Maria Heitor leva justiça aos cidadãos e aos campos de râguebi
Trabalhar na Polícia Judiciária (PJ), treinar e arbitrar jogos de râguebi. Esta é a rotina de Maria Heitor, a primeira portuguesa a chegar ao topo do desporto internacional na modalidade: arbitrar no Mundial Feminino, agendado para o final de agosto. À partida parece que uma coisa nada tem a ver com a outra, mas há pontos em comum. “Há sim, coisas em comum entre ser árbitro e ser um polícia, não é?
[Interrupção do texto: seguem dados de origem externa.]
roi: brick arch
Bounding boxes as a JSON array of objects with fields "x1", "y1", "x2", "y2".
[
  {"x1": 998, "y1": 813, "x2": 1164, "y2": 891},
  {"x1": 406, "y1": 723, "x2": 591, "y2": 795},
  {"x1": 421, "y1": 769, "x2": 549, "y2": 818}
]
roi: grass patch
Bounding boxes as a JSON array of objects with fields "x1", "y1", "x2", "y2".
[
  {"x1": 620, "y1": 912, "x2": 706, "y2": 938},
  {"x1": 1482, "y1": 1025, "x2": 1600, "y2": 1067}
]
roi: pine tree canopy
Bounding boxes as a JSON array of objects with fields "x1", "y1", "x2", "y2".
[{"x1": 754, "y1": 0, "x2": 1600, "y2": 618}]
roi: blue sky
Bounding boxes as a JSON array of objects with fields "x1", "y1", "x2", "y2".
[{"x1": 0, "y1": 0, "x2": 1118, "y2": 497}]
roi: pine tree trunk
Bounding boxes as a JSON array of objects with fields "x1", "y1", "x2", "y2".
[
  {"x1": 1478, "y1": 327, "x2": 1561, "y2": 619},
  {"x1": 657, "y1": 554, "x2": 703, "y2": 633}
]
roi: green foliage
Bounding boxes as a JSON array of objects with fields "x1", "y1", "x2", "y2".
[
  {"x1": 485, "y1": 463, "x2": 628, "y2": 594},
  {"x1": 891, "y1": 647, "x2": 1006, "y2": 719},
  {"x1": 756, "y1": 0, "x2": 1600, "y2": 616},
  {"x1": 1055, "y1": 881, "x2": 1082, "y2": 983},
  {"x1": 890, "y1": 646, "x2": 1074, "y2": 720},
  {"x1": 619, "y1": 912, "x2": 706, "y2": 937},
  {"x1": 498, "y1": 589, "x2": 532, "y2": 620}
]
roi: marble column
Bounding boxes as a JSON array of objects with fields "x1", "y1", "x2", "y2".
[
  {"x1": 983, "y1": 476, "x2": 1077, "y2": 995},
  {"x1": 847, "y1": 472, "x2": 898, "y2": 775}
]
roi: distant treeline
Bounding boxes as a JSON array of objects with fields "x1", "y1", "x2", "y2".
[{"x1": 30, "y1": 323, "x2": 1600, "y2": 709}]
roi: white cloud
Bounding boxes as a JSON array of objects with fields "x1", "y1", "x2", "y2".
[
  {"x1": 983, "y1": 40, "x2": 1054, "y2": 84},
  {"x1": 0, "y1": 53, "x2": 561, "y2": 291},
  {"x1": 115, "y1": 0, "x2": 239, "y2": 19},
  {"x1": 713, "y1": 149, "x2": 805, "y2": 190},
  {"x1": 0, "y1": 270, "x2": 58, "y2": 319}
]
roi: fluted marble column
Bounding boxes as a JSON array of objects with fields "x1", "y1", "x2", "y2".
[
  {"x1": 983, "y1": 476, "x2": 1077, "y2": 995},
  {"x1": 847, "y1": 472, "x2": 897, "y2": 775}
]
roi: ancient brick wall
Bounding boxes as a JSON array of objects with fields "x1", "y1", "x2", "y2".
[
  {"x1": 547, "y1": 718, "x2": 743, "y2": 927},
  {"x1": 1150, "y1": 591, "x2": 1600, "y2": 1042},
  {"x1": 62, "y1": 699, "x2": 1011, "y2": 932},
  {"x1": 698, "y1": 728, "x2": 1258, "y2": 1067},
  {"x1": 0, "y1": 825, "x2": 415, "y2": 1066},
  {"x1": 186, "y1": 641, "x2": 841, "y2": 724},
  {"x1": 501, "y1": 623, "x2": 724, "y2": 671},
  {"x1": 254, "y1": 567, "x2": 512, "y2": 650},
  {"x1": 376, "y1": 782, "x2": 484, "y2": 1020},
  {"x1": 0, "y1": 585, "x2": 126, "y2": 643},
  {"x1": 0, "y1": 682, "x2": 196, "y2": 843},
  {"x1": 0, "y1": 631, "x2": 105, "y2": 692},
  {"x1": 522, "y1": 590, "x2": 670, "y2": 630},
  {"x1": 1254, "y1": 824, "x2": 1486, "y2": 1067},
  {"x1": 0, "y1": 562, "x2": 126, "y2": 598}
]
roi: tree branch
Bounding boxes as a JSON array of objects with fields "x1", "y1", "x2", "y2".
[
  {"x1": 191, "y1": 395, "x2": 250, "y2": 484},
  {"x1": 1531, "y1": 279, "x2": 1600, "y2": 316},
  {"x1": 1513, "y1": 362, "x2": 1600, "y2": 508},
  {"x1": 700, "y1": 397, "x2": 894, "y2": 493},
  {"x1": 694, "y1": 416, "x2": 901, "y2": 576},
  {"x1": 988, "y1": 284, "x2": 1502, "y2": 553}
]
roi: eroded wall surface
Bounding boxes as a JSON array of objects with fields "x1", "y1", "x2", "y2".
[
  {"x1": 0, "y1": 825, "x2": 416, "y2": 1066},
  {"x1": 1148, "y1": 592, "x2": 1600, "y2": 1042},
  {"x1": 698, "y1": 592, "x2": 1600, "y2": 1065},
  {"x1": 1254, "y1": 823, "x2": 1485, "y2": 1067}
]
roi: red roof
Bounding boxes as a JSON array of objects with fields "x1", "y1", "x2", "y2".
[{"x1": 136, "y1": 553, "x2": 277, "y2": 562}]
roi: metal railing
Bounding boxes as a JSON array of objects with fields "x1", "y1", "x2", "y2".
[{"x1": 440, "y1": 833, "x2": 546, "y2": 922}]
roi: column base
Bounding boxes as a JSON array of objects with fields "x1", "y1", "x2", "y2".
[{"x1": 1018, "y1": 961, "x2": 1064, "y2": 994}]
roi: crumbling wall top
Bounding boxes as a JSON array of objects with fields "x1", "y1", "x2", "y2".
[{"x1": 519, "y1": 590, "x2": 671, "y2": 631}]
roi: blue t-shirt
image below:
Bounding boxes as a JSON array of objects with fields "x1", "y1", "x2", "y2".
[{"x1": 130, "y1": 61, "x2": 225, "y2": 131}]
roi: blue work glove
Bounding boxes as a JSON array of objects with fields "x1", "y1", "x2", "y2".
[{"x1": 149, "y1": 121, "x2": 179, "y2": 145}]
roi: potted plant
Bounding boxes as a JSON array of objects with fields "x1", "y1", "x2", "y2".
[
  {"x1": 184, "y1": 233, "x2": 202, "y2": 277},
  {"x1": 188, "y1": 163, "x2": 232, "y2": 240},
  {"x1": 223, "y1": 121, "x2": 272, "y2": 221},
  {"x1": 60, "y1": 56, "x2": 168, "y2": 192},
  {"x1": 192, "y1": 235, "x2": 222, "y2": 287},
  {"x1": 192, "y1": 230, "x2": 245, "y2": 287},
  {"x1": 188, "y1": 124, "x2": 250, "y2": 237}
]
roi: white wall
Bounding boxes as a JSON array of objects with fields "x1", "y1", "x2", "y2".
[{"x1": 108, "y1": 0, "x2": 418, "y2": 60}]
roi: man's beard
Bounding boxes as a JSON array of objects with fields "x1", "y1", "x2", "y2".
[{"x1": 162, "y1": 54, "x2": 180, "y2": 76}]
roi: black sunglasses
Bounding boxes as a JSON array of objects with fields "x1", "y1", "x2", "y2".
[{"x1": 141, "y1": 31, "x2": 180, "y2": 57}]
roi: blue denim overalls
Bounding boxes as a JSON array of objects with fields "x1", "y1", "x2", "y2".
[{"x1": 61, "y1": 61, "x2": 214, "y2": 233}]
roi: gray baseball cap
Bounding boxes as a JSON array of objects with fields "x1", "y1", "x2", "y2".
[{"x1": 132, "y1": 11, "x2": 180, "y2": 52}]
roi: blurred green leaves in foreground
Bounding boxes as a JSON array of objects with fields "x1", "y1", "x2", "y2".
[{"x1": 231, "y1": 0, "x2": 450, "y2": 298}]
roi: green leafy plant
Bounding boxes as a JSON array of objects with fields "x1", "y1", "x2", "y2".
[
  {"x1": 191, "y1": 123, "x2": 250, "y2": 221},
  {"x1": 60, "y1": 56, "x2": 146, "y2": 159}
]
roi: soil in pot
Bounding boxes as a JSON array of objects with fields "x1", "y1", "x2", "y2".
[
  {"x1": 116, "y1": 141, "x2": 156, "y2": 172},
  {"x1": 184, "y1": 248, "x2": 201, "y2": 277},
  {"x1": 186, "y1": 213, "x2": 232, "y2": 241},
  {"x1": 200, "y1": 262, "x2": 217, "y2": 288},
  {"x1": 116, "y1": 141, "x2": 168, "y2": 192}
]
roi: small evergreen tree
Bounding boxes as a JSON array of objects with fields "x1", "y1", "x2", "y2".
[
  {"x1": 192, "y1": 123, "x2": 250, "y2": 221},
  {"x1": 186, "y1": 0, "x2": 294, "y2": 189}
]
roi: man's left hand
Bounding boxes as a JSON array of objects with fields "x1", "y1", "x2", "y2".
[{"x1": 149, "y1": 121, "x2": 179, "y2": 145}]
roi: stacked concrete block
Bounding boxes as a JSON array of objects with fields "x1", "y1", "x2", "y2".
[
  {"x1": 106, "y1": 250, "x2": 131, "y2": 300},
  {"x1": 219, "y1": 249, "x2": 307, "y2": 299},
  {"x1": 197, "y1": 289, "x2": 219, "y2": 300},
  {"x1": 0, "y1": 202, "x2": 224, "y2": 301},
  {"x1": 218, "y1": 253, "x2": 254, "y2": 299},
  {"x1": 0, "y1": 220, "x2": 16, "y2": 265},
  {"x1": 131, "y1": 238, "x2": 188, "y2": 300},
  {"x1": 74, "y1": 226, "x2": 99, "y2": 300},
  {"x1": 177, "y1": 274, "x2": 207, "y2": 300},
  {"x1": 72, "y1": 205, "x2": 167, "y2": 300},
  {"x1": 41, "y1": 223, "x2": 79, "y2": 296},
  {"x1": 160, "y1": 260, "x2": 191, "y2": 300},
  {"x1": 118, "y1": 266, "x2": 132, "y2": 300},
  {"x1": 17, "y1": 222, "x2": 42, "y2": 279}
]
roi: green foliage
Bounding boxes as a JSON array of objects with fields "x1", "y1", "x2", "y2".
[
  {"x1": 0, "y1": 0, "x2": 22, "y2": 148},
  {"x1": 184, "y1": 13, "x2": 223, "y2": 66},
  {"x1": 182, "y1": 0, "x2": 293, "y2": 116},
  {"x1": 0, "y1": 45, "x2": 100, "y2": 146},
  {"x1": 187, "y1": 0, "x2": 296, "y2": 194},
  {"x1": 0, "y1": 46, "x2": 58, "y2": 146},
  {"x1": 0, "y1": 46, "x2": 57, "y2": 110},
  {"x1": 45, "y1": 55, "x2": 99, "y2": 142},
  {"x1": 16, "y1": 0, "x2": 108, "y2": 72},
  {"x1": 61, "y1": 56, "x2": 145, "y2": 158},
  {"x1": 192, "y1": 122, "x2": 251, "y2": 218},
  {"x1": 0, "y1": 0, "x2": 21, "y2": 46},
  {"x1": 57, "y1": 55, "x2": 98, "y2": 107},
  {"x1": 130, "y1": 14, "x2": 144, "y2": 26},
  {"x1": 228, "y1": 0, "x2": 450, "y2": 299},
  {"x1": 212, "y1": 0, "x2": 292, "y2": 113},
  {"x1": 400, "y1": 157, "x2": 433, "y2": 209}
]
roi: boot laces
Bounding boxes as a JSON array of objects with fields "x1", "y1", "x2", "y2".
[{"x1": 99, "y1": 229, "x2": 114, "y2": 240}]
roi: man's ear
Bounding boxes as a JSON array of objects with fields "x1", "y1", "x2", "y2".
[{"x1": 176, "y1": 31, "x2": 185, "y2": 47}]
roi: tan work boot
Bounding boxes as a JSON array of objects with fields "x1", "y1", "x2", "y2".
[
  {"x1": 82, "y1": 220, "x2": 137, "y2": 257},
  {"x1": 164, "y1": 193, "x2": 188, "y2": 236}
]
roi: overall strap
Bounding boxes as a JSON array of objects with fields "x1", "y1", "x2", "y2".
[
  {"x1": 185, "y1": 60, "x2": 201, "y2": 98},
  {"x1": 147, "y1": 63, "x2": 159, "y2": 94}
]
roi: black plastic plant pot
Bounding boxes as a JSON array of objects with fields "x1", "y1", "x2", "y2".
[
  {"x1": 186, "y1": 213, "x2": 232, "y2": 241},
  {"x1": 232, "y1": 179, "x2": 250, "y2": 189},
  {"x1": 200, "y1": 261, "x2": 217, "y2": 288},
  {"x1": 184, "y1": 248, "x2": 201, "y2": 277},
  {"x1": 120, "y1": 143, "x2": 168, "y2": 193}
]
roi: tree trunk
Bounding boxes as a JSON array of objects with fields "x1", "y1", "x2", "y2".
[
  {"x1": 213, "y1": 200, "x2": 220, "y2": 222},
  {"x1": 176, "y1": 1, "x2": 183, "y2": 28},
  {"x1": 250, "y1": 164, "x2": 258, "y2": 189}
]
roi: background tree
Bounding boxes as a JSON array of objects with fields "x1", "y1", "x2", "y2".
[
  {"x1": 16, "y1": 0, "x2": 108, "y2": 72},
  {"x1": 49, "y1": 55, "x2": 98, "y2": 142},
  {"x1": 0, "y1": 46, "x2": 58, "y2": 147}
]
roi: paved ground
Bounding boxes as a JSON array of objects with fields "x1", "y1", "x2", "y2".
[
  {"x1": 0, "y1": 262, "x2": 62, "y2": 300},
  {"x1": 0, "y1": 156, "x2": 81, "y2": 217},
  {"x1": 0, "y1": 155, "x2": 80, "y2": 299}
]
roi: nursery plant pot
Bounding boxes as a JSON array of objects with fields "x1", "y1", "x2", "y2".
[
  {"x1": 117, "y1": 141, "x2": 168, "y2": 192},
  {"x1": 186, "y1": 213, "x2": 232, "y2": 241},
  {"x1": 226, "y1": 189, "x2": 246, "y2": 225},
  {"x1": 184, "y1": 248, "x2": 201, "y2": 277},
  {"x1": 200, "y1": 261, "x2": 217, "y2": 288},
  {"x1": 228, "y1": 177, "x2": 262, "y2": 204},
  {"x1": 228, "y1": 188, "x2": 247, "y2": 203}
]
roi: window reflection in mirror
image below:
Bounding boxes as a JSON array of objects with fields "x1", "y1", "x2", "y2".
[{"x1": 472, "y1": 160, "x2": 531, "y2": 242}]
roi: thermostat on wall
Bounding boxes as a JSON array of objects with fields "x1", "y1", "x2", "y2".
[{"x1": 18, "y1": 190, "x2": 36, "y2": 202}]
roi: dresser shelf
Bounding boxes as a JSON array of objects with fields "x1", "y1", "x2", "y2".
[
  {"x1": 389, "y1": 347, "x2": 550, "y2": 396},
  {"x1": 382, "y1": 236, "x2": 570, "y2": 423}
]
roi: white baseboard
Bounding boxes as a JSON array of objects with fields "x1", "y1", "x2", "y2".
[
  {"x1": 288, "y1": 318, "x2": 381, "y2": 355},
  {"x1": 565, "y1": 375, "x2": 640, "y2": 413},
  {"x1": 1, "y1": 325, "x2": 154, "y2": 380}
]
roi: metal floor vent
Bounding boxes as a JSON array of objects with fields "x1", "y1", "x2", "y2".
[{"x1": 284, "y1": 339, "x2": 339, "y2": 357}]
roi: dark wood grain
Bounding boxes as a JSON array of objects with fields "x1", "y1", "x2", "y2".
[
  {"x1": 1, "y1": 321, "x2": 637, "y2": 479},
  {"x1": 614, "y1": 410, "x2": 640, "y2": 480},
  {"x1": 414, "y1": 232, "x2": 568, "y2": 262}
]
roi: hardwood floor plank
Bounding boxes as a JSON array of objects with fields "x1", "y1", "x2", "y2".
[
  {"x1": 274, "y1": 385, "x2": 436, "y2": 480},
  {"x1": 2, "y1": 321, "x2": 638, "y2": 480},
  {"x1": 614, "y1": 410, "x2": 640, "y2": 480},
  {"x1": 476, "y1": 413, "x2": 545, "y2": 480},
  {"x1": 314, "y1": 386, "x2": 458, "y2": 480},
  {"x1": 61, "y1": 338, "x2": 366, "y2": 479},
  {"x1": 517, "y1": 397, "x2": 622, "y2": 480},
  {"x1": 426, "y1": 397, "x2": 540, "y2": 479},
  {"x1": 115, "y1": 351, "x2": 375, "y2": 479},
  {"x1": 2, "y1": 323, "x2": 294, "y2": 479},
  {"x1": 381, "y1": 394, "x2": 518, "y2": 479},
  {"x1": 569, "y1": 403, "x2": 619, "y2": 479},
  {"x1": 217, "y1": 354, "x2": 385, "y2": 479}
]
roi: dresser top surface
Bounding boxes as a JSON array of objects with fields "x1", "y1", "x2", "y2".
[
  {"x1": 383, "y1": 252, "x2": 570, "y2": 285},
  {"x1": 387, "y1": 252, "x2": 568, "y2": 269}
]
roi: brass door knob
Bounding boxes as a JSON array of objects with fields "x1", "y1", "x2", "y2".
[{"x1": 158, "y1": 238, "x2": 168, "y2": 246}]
A questão da justiça é sempre essencial nas duas profissões, uma complementa a outra”, explica ao DN, acrescentando que, nos dois trabalhos, ter organização e disciplina é “essencial”.
Maria Heitor, nascida e criada em Lisboa, tem ligação ao desporto desde criança. Já praticou diversas modalidades, por exemplo, vólei, futebol, judo, ginástica. Conta que sempre gostou de fazer exercício e teve apoio da família para se dedicar ao desporto. Quando tinha 15 anos, estava à procura de uma nova modalidade para praticar. “Uma amiga disse-me: ‘Anda para o râguebi, porque precisamos de gordinhas como tu’, porque na altura era muito gordinha. Então, como o râguebi é um desporto que dá para toda a gente, foi um bocadinho assim... Estava à procura de um novo desporto e, pronto, surgiu o râguebi na minha vida dessa maneira”, recorda. Foi uma paixão duradoura, que já passa de 21 anos e hoje é uma parte essencial da vida de Maria Heitor.
A agora árbitra jogou durante oito anos nas equipas do Benfica e do Sporting. Nos últimos três dedicou-se à arbitragem. Desde então, realizou uma série de formações para chegar ao topo: ser a principal árbitra deste desporto em Portugal — e agora do mundo. Este caminho fez-se com sacrifícios, dedicação pessoal, apoios e disciplina — que realmente faz parte da vida da profissional.
O horário de almoço no trabalho, de hora e meia, é utilizado para treino no ginásio, localizado no próprio edifício da Judiciária. O almoço é na secretária — e preparado aos domingos para toda a semana. “Eu treino de seis a sete vezes por semana, tem de ser”, conta. Mas, às vezes, também almoça com os colegas, porque valoriza o convívio e gosta dos companheiros de trabalho.
Aliás, destaca que o apoio dos outros inspetores e inspetoras faz a diferença na vida de Maria Heitor. “Eles são muito entusiastas, estão muito contentes com esta nomeação para o Mundial. São os primeiros a apoiar-me, a dizer que se eu precisar de alguma coisa estão comigo. A minha brigada é cinco estrelas e sem eles, se calhar, não tinha conseguido atingir estes objetivos”, sublinha a inspetora, que trabalha na Unidade de Informação Criminal.
O objetivo máximo, de chegar ao Mundial, foi alcançado na mesma semana em que outro feito a deixou feliz: ter duas mulheres ao seu lado para apitar um jogo. “Conseguimos fazer, pela primeira vez, um trio feminino no escalão máximo do râguebi português masculino. Era um dos meus objetivos da época e dos últimos anos e conseguimos na mesma semana em que soube que ia ao Mundial, ou seja, foram dois objetivos alcançados numa semana”, explica. No entanto, são apenas três mulheres – e Maria Heitor quer que mais mulheres se dediquem ao desporto.
A árbitra observa que, noutros países, esta realidade está mais consolidada, como em Inglaterra, França e Espanha. Apesar de ter alcançado o maior sonho e o topo da modalidade, Maria Heitor não quer parar. Ainda vai pensar em voos mais altos, mas, para já, o foco está no mundial, o que vai exigir ainda mais treinos e formações, presenciais e online, sempre a conciliar com o trabalho na PJ. Aliás, Maria Heitor recorda que há outra semelhança no desporto que pratica com o trabalho: o râguebi é democrático, assim como é a justiça, para todos. “Há oportunidades para toda a gente — gordinhos, magrinhos, altos, baixos para todo o tipo de pessoas, rápidos, lentos, mas é para todos, assim como a justiça.”